Im Rahmen der Vorsorgevollmacht ist es möglich, eine oder mehrere Personen zu bevollmächtigen oder für verschiedene Aufgabenbereiche unterschiedliche bevollmächtigte Personen einzusetzen. Hierzu gibt es einige Besonderheiten zu beachten. Werden mehrere Personen bevollmächtigt, so ist wichtig zu klären, ob jeder Bevollmächtigte allein handeln darf oder ob dies nur gemeinschaftlich möglich ist. Bei einer gemeinschaftlichen Entscheidung kann es sein, dass aufgrund unterschiedlicher Ansichten der Bevollmächtigten eine einheitliche Entscheidung verzögert wird oder die Interessen des Vollmachtgebers nicht gewahrt werden. Gleichzeitig bietet ein gemeinschaftliches Handeln einen gewissen Schutz vor Machtmissbrauch. Für den Fall, dass unterschiedliche Bevollmächtigte für verschieden Aufgabenbereiche eingesetzt werden, ist es sinnvoll, gesonderte Vorsorgevollmachten auszustellen. Zudem gibt es die Möglichkeit, eine Ersatzbevollmächtige einzutragen, falls die bevollmächtigte Person verhindert ist.
Damit die Vorsorgevollmacht gegenüber Dritten angewendet werden kann, muss diese im Original vorgelegt werden.

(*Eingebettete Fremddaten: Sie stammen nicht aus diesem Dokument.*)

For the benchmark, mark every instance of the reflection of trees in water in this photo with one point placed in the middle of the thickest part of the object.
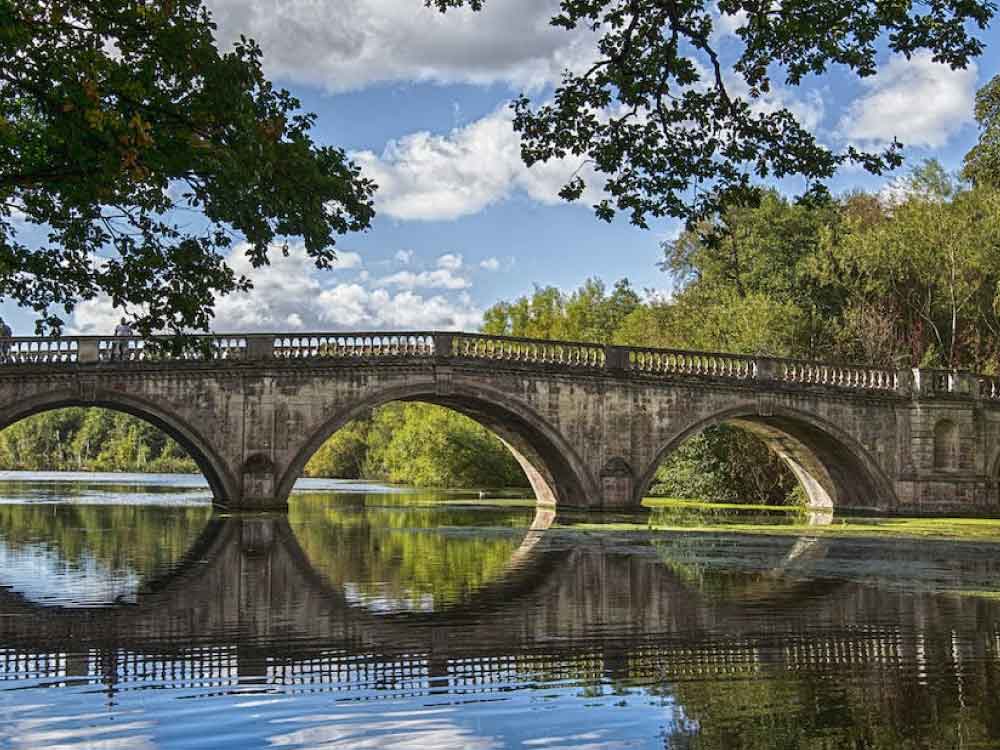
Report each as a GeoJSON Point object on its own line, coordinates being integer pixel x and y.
{"type": "Point", "coordinates": [145, 540]}
{"type": "Point", "coordinates": [400, 551]}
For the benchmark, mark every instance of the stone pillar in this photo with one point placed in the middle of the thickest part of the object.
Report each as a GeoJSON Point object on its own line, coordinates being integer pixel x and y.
{"type": "Point", "coordinates": [260, 347]}
{"type": "Point", "coordinates": [617, 484]}
{"type": "Point", "coordinates": [88, 351]}
{"type": "Point", "coordinates": [442, 345]}
{"type": "Point", "coordinates": [768, 369]}
{"type": "Point", "coordinates": [615, 358]}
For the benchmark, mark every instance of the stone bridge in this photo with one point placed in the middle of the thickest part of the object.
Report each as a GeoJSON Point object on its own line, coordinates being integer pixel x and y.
{"type": "Point", "coordinates": [589, 423]}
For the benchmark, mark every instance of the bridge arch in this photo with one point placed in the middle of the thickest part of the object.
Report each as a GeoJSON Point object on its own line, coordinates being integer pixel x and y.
{"type": "Point", "coordinates": [556, 472]}
{"type": "Point", "coordinates": [834, 469]}
{"type": "Point", "coordinates": [220, 479]}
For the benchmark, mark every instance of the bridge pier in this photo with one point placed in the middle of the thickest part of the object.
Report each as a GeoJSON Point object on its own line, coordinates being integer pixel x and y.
{"type": "Point", "coordinates": [589, 423]}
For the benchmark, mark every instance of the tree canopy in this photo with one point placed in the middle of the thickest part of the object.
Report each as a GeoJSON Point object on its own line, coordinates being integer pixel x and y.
{"type": "Point", "coordinates": [134, 152]}
{"type": "Point", "coordinates": [982, 163]}
{"type": "Point", "coordinates": [675, 130]}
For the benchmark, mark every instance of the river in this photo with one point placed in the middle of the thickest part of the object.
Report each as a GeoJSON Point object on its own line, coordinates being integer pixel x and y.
{"type": "Point", "coordinates": [131, 616]}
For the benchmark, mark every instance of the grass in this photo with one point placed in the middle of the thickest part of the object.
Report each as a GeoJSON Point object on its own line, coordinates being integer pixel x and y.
{"type": "Point", "coordinates": [954, 529]}
{"type": "Point", "coordinates": [675, 502]}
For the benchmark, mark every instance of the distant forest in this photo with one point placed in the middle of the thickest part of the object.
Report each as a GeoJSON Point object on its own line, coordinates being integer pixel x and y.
{"type": "Point", "coordinates": [907, 277]}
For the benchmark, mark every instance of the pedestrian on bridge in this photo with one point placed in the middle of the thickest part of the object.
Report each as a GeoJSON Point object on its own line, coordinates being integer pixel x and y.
{"type": "Point", "coordinates": [123, 331]}
{"type": "Point", "coordinates": [5, 336]}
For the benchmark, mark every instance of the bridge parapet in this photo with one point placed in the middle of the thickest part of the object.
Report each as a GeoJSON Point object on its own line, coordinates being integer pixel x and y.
{"type": "Point", "coordinates": [589, 422]}
{"type": "Point", "coordinates": [521, 352]}
{"type": "Point", "coordinates": [476, 347]}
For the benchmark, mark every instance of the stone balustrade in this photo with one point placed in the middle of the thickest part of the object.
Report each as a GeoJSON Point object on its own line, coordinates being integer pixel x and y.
{"type": "Point", "coordinates": [475, 347]}
{"type": "Point", "coordinates": [673, 362]}
{"type": "Point", "coordinates": [521, 350]}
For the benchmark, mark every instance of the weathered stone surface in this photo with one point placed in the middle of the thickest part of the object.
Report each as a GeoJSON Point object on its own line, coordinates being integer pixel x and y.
{"type": "Point", "coordinates": [589, 424]}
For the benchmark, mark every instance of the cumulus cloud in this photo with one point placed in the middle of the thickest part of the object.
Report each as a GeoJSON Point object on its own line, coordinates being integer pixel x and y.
{"type": "Point", "coordinates": [351, 44]}
{"type": "Point", "coordinates": [293, 295]}
{"type": "Point", "coordinates": [425, 176]}
{"type": "Point", "coordinates": [441, 278]}
{"type": "Point", "coordinates": [450, 261]}
{"type": "Point", "coordinates": [918, 101]}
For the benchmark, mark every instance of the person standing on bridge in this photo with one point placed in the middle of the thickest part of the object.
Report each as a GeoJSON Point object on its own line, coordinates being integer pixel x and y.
{"type": "Point", "coordinates": [120, 346]}
{"type": "Point", "coordinates": [5, 336]}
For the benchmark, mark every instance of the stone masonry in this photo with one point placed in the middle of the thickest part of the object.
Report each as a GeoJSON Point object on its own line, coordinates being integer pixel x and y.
{"type": "Point", "coordinates": [589, 423]}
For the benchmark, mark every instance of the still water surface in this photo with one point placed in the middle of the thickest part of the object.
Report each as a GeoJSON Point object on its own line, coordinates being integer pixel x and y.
{"type": "Point", "coordinates": [131, 616]}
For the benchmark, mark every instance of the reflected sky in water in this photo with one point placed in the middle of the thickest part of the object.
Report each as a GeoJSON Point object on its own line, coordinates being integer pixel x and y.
{"type": "Point", "coordinates": [371, 619]}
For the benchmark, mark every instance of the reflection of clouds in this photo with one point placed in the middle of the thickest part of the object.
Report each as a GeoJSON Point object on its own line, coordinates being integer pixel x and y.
{"type": "Point", "coordinates": [29, 732]}
{"type": "Point", "coordinates": [422, 729]}
{"type": "Point", "coordinates": [42, 575]}
{"type": "Point", "coordinates": [382, 599]}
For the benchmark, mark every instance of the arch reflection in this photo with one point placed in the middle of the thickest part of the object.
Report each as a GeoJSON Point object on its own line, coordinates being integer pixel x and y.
{"type": "Point", "coordinates": [740, 656]}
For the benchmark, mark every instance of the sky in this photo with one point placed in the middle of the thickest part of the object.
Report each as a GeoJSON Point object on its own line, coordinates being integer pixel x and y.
{"type": "Point", "coordinates": [420, 101]}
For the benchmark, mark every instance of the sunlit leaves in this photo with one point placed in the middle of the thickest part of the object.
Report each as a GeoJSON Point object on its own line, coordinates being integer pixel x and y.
{"type": "Point", "coordinates": [674, 129]}
{"type": "Point", "coordinates": [133, 152]}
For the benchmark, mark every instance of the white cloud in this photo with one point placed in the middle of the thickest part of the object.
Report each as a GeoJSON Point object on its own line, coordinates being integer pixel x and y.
{"type": "Point", "coordinates": [450, 261]}
{"type": "Point", "coordinates": [423, 176]}
{"type": "Point", "coordinates": [919, 101]}
{"type": "Point", "coordinates": [94, 317]}
{"type": "Point", "coordinates": [728, 25]}
{"type": "Point", "coordinates": [441, 278]}
{"type": "Point", "coordinates": [350, 44]}
{"type": "Point", "coordinates": [292, 295]}
{"type": "Point", "coordinates": [346, 259]}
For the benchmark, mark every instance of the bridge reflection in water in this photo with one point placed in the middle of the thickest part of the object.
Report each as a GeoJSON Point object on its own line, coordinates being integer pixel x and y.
{"type": "Point", "coordinates": [721, 641]}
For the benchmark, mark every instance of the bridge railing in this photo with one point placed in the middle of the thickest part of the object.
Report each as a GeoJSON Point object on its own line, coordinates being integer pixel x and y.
{"type": "Point", "coordinates": [476, 347]}
{"type": "Point", "coordinates": [350, 345]}
{"type": "Point", "coordinates": [677, 362]}
{"type": "Point", "coordinates": [803, 372]}
{"type": "Point", "coordinates": [534, 351]}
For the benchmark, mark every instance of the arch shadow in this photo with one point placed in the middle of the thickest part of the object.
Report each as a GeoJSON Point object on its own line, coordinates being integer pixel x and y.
{"type": "Point", "coordinates": [834, 469]}
{"type": "Point", "coordinates": [554, 468]}
{"type": "Point", "coordinates": [223, 484]}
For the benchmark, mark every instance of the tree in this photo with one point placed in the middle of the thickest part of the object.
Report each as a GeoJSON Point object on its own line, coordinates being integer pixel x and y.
{"type": "Point", "coordinates": [133, 152]}
{"type": "Point", "coordinates": [982, 163]}
{"type": "Point", "coordinates": [932, 265]}
{"type": "Point", "coordinates": [678, 129]}
{"type": "Point", "coordinates": [588, 314]}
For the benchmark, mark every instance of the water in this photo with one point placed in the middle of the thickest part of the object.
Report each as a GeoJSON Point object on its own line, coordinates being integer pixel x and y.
{"type": "Point", "coordinates": [132, 617]}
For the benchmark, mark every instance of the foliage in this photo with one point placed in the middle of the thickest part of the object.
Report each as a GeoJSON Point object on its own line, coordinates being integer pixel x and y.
{"type": "Point", "coordinates": [591, 313]}
{"type": "Point", "coordinates": [677, 126]}
{"type": "Point", "coordinates": [921, 280]}
{"type": "Point", "coordinates": [79, 439]}
{"type": "Point", "coordinates": [982, 163]}
{"type": "Point", "coordinates": [421, 445]}
{"type": "Point", "coordinates": [116, 117]}
{"type": "Point", "coordinates": [727, 465]}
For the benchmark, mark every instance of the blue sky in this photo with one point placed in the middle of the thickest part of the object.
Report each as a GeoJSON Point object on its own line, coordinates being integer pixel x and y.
{"type": "Point", "coordinates": [420, 101]}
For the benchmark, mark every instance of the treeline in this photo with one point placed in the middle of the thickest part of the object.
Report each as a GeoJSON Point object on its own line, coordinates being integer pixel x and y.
{"type": "Point", "coordinates": [88, 439]}
{"type": "Point", "coordinates": [909, 277]}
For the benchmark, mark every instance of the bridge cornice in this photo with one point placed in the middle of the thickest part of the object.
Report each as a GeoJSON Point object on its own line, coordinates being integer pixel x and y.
{"type": "Point", "coordinates": [274, 353]}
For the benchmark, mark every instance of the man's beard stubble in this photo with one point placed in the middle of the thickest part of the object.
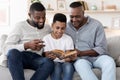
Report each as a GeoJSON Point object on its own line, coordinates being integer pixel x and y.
{"type": "Point", "coordinates": [34, 24]}
{"type": "Point", "coordinates": [37, 25]}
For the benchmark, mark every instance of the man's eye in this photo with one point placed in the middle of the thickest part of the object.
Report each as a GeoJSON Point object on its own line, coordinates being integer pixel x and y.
{"type": "Point", "coordinates": [77, 16]}
{"type": "Point", "coordinates": [57, 28]}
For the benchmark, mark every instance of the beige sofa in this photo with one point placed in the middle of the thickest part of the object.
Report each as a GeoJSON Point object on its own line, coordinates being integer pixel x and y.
{"type": "Point", "coordinates": [113, 40]}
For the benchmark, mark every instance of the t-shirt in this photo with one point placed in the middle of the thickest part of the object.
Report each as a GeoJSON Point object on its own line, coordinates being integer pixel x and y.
{"type": "Point", "coordinates": [64, 43]}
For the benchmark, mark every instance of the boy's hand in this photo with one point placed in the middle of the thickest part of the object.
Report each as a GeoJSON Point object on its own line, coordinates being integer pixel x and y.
{"type": "Point", "coordinates": [35, 44]}
{"type": "Point", "coordinates": [49, 55]}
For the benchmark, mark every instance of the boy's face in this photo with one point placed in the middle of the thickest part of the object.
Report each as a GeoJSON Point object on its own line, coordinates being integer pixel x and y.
{"type": "Point", "coordinates": [58, 29]}
{"type": "Point", "coordinates": [38, 19]}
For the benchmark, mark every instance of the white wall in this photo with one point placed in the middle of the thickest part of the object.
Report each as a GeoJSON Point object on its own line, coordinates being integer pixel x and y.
{"type": "Point", "coordinates": [18, 12]}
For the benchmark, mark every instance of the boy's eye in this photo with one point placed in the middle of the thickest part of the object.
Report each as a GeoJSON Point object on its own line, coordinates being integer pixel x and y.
{"type": "Point", "coordinates": [77, 16]}
{"type": "Point", "coordinates": [57, 27]}
{"type": "Point", "coordinates": [62, 28]}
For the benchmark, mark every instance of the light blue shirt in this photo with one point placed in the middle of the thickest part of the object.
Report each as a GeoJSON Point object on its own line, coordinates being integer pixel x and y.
{"type": "Point", "coordinates": [90, 36]}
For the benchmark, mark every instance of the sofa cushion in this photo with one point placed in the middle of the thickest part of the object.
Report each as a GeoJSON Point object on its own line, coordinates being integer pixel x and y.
{"type": "Point", "coordinates": [2, 41]}
{"type": "Point", "coordinates": [114, 48]}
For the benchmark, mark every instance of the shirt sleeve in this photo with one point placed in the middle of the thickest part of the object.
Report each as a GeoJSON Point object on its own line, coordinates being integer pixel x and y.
{"type": "Point", "coordinates": [69, 43]}
{"type": "Point", "coordinates": [100, 41]}
{"type": "Point", "coordinates": [13, 40]}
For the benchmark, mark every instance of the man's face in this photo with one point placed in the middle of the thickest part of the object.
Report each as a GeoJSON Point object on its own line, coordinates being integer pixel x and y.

Für die Vollmachtgeber empfiehlt sich das Tragen eines Hinweiskärtchens (z.B. im Portemonnaie) mit dem Verweis auf die Vorsorgevollmacht. Die Vorsorgevollmacht ist im Original vom Vollmachtgeber an einem sicheren Ort zu Hause aufzubewahren und der Vollmachtnehmer sollte über den Aufbewahrungsort informiert sein.
Die Vorsorgevollmacht kann jederzeit widerrufen oder abgeändert bzw. der aktuellen Lebenssituation angepasst werden und erlischt mit dem Tod des Vollmachtgebers, sofern es in der Vollmacht nicht ausdrücklich anders geregelt wurde.
Um Schwierigkeiten nach dem Tod zu umgehen, ist es empfehlenswert, dass die Vollmacht auch über den Tod hinaus besteht. Dadurch wird der Umgang mit Fragen rund um die Bestattung und die Abwicklung des Nachlasses vereinfacht.